I used PCA analysis on my dataset like so:
from sklearn.decomposition import PCA
pca = PCA(n_components=3)
principalComponents = pca.fit_transform(scale_x)
principalDf = pd.DataFrame(data=principalComponents, columns = ['PC1', 'PC2', 'PC3'])
and then on visualizing the results with MatPlotLib - I can see a division between my two classes like so:
from mpl_toolkits.mplot3d import Axes3D
fig = plt.figure()
ax = fig.add_subplot(111, projection='3d')
ax.scatter(principalDf['PC1'].values, principalDf['PC2'].values, principalDf['PC3'].values, c=['red' if m==0 else 'green' for m in y], marker='o')
ax.set_xlabel('PC1')
ax.set_ylabel('PC2')
ax.set_zlabel('PC3')
plt.show()
but then when I use a classification model like SVM or Logistic Regression, it is unable to learn this relation:
from sklearn.linear_model import LogisticRegression
lg = LogisticRegression(solver = 'lbfgs')

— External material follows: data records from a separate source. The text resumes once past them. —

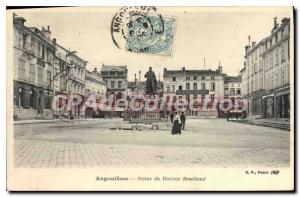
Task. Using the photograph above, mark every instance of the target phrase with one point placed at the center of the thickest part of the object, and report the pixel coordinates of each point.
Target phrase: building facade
(232, 87)
(207, 84)
(265, 76)
(94, 84)
(116, 78)
(254, 77)
(33, 53)
(276, 100)
(43, 69)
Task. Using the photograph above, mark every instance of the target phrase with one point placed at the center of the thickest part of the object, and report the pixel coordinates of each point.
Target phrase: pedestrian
(182, 119)
(176, 125)
(172, 117)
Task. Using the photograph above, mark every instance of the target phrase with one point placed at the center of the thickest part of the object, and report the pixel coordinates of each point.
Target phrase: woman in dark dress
(176, 125)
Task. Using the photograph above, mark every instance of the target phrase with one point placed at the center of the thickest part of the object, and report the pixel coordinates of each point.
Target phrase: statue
(151, 82)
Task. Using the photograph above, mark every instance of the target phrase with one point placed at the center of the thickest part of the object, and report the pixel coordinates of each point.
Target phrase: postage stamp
(143, 36)
(142, 30)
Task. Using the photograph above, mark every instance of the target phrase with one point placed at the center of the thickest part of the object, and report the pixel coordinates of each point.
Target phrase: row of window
(187, 87)
(232, 91)
(32, 73)
(194, 78)
(39, 49)
(113, 73)
(113, 85)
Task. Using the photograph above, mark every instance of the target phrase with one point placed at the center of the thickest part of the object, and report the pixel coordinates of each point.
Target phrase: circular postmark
(136, 28)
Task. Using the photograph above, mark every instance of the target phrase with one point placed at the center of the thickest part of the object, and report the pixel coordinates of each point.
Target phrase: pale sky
(212, 32)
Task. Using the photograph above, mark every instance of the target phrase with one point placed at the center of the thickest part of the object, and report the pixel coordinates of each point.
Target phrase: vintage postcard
(146, 98)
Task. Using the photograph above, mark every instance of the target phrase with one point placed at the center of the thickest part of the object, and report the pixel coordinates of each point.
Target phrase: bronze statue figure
(151, 82)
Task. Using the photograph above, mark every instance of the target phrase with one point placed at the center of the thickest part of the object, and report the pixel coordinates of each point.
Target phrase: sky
(214, 33)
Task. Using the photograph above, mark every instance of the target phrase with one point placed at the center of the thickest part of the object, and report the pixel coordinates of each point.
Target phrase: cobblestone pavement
(204, 143)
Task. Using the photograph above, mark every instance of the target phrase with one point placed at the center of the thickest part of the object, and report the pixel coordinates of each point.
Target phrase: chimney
(246, 49)
(219, 70)
(275, 23)
(46, 32)
(139, 76)
(284, 19)
(249, 40)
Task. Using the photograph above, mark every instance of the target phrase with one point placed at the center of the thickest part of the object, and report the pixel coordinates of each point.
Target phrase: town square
(133, 90)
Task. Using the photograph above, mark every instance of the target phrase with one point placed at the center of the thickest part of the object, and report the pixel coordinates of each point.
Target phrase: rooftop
(191, 72)
(233, 79)
(113, 67)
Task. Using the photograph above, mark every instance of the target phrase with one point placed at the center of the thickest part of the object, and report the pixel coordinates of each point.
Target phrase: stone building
(232, 87)
(276, 99)
(33, 53)
(115, 77)
(43, 69)
(94, 84)
(207, 84)
(254, 77)
(76, 83)
(116, 84)
(265, 76)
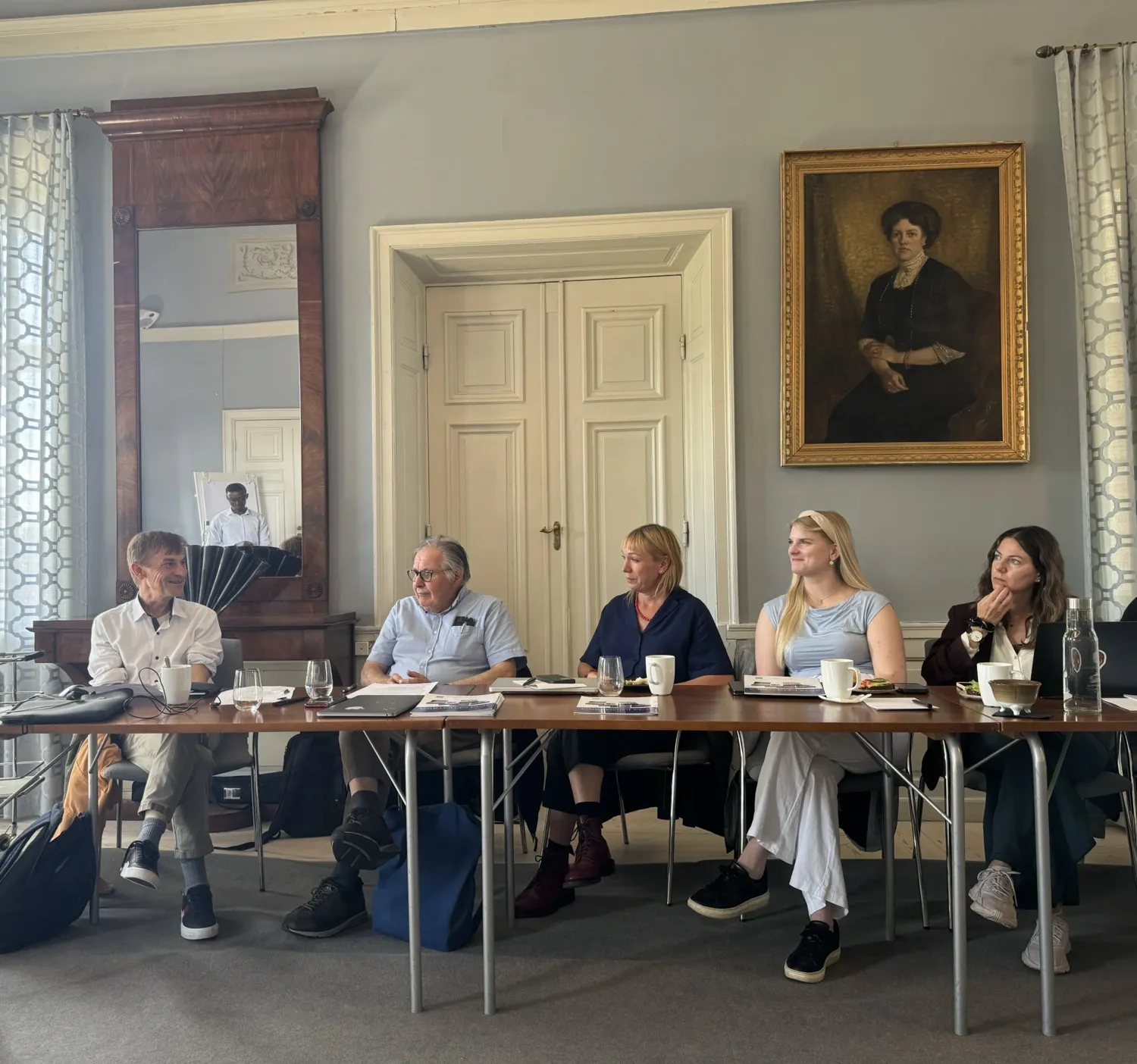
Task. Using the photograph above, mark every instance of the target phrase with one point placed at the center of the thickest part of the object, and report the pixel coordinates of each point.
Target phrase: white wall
(643, 114)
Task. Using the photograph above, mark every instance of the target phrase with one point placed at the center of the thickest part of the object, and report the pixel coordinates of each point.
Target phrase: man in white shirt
(129, 645)
(238, 527)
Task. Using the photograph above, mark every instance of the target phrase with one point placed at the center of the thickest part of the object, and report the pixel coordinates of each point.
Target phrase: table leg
(507, 823)
(889, 845)
(488, 944)
(1043, 859)
(414, 928)
(447, 765)
(957, 884)
(92, 805)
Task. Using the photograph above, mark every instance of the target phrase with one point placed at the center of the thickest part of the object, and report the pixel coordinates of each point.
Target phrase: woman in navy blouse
(655, 616)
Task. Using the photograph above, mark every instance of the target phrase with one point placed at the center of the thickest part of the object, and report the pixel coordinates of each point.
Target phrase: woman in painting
(916, 338)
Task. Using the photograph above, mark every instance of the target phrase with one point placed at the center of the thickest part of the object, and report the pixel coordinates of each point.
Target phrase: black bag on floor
(45, 884)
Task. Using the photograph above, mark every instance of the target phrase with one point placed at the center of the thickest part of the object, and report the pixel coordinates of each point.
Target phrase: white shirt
(124, 641)
(1021, 661)
(229, 529)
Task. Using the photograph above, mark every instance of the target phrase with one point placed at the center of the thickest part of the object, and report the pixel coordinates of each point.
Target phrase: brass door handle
(555, 532)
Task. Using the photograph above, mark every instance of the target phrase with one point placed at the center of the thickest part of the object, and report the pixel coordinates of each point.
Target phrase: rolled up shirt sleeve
(500, 637)
(206, 648)
(105, 663)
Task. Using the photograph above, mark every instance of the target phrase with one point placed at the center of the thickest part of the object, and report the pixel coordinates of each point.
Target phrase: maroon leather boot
(594, 859)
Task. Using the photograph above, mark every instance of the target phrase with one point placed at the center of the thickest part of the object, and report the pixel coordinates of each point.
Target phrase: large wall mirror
(218, 333)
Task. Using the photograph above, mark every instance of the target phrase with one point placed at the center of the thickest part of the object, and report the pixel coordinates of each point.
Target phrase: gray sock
(152, 830)
(193, 872)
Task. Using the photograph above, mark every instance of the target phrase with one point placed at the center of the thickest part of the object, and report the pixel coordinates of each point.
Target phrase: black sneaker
(198, 921)
(732, 893)
(140, 865)
(820, 947)
(363, 840)
(329, 911)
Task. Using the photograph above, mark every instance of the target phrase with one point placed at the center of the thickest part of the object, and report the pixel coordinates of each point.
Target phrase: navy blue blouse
(682, 627)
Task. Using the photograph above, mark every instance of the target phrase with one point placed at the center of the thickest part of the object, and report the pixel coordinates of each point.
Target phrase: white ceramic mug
(175, 684)
(987, 672)
(661, 673)
(838, 678)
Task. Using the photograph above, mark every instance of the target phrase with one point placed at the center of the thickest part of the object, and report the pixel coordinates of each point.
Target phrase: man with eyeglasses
(447, 634)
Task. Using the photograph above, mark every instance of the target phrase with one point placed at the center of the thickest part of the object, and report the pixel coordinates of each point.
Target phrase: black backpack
(45, 884)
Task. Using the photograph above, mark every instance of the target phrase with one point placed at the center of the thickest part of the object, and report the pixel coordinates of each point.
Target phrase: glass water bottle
(1082, 670)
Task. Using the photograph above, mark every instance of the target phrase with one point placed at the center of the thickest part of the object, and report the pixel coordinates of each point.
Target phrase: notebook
(368, 707)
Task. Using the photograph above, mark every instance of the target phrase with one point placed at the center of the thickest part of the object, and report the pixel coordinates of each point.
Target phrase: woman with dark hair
(916, 334)
(1023, 586)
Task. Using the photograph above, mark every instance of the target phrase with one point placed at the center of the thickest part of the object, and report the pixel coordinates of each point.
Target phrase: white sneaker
(993, 897)
(1062, 948)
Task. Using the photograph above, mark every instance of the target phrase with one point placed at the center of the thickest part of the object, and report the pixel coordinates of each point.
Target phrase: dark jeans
(570, 748)
(1009, 818)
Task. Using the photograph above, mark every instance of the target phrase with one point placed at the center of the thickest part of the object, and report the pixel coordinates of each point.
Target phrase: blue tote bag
(449, 848)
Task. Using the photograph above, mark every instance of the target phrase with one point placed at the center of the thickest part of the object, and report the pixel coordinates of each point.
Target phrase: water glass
(247, 690)
(609, 677)
(318, 681)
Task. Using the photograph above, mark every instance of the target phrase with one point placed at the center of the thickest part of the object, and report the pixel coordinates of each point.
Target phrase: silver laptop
(366, 707)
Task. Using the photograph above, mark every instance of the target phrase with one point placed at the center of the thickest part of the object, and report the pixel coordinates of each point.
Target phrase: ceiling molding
(258, 20)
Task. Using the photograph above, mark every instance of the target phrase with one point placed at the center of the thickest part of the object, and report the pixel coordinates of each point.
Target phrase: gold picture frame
(877, 375)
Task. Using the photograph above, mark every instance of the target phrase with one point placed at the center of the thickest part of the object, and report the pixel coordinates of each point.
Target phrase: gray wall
(644, 114)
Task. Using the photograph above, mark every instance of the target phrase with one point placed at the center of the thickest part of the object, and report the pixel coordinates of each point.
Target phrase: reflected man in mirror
(447, 634)
(238, 527)
(130, 645)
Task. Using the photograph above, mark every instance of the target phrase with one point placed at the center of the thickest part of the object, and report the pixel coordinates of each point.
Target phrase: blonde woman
(829, 612)
(654, 616)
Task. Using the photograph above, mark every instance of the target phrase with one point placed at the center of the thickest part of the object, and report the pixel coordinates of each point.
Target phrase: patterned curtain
(1098, 111)
(43, 511)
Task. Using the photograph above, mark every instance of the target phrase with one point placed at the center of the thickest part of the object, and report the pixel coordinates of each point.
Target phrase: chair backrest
(232, 659)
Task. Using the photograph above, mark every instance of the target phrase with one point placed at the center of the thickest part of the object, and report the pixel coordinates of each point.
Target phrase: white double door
(555, 425)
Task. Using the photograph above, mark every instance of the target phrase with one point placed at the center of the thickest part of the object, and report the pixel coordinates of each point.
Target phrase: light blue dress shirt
(446, 647)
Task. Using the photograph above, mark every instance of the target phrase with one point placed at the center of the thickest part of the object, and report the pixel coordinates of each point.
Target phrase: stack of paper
(648, 706)
(457, 705)
(268, 697)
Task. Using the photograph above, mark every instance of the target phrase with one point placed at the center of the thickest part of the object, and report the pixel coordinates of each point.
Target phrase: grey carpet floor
(616, 977)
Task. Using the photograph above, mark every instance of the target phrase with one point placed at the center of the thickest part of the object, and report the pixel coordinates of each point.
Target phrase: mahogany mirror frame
(197, 161)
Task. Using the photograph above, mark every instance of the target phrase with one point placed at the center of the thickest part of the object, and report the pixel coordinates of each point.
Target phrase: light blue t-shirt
(837, 631)
(475, 634)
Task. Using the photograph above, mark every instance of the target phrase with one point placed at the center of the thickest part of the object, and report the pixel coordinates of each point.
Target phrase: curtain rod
(1048, 50)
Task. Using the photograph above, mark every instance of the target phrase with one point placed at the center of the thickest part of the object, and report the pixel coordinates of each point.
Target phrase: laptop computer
(368, 707)
(1119, 673)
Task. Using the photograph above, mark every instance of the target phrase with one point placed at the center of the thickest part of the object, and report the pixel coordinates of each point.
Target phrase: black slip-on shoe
(732, 893)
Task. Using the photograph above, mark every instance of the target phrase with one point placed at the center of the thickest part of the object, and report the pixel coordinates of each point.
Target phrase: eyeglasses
(427, 574)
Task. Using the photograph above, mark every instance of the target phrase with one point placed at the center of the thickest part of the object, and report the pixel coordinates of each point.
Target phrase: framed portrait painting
(904, 288)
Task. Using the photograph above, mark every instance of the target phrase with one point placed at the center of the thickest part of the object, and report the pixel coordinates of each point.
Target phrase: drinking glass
(247, 690)
(318, 681)
(609, 677)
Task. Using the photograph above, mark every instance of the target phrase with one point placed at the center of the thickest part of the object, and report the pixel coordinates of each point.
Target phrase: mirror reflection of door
(220, 380)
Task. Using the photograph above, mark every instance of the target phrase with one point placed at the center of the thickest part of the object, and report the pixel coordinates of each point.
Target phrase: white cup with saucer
(838, 678)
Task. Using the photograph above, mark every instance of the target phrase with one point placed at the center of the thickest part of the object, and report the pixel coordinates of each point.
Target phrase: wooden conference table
(691, 709)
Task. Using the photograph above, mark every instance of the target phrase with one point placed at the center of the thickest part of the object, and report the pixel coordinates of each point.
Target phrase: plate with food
(875, 686)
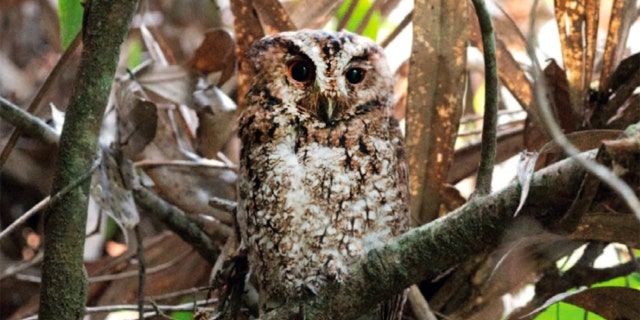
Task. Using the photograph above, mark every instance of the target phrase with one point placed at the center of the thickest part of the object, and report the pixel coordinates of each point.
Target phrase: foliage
(168, 143)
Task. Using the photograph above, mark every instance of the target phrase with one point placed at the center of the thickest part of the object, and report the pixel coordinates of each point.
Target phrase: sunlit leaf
(111, 188)
(273, 16)
(247, 29)
(608, 302)
(622, 15)
(437, 81)
(577, 24)
(365, 18)
(216, 113)
(216, 53)
(70, 16)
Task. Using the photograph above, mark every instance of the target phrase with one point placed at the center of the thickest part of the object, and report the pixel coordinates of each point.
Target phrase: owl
(323, 177)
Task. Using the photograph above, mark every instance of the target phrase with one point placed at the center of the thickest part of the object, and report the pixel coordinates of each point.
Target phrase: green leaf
(561, 310)
(70, 15)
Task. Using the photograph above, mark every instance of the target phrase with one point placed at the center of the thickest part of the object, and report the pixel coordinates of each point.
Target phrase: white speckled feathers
(322, 175)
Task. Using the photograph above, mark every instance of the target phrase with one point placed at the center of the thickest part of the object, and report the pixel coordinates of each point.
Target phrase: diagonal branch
(427, 251)
(64, 284)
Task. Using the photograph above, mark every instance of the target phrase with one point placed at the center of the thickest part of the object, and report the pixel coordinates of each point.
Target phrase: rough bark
(64, 284)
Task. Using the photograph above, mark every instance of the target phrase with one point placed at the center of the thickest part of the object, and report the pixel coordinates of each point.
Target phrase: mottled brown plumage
(323, 177)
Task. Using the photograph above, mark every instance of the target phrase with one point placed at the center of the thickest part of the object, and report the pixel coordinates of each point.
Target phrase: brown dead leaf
(526, 168)
(136, 127)
(216, 114)
(217, 53)
(111, 188)
(583, 140)
(437, 81)
(166, 83)
(312, 14)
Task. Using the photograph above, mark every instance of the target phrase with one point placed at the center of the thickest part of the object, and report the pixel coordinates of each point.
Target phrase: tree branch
(64, 285)
(26, 122)
(427, 251)
(490, 122)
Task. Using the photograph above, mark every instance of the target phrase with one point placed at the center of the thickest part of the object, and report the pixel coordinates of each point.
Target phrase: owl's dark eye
(301, 70)
(355, 75)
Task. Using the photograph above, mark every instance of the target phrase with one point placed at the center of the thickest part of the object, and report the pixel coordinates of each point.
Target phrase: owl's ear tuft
(253, 56)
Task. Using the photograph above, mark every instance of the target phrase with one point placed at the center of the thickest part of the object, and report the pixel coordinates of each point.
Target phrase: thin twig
(14, 269)
(178, 293)
(401, 26)
(26, 122)
(133, 307)
(603, 173)
(177, 221)
(489, 125)
(50, 200)
(33, 107)
(141, 271)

lg.fit(principalDf.values, y)
lg_p = lg.predict(principalDf.values)
print(classification_report(y, lg_p, target_names=['Failure', 'Success']))
precision recall f1-score support Failure 1.00 0.03 0.06 67 Success 0.77 1.00 0.87 219 accuracy 0.77 286 macro avg 0.89 0.51 0.46 286 weighted avg 0.82 0.77 0.68 286
What could be the reason for this?
First, use three features PC1, PC2, PC3. Additional features (PC4 ~ PC6), which is not expressed in the graph, may affects the classification result.
Second, a classifier sometimes is not trained well as you think. I recommend to use decision tree instead of the classifiers you use, because tree is (horizon) linear classifier and it would be yield the result you think.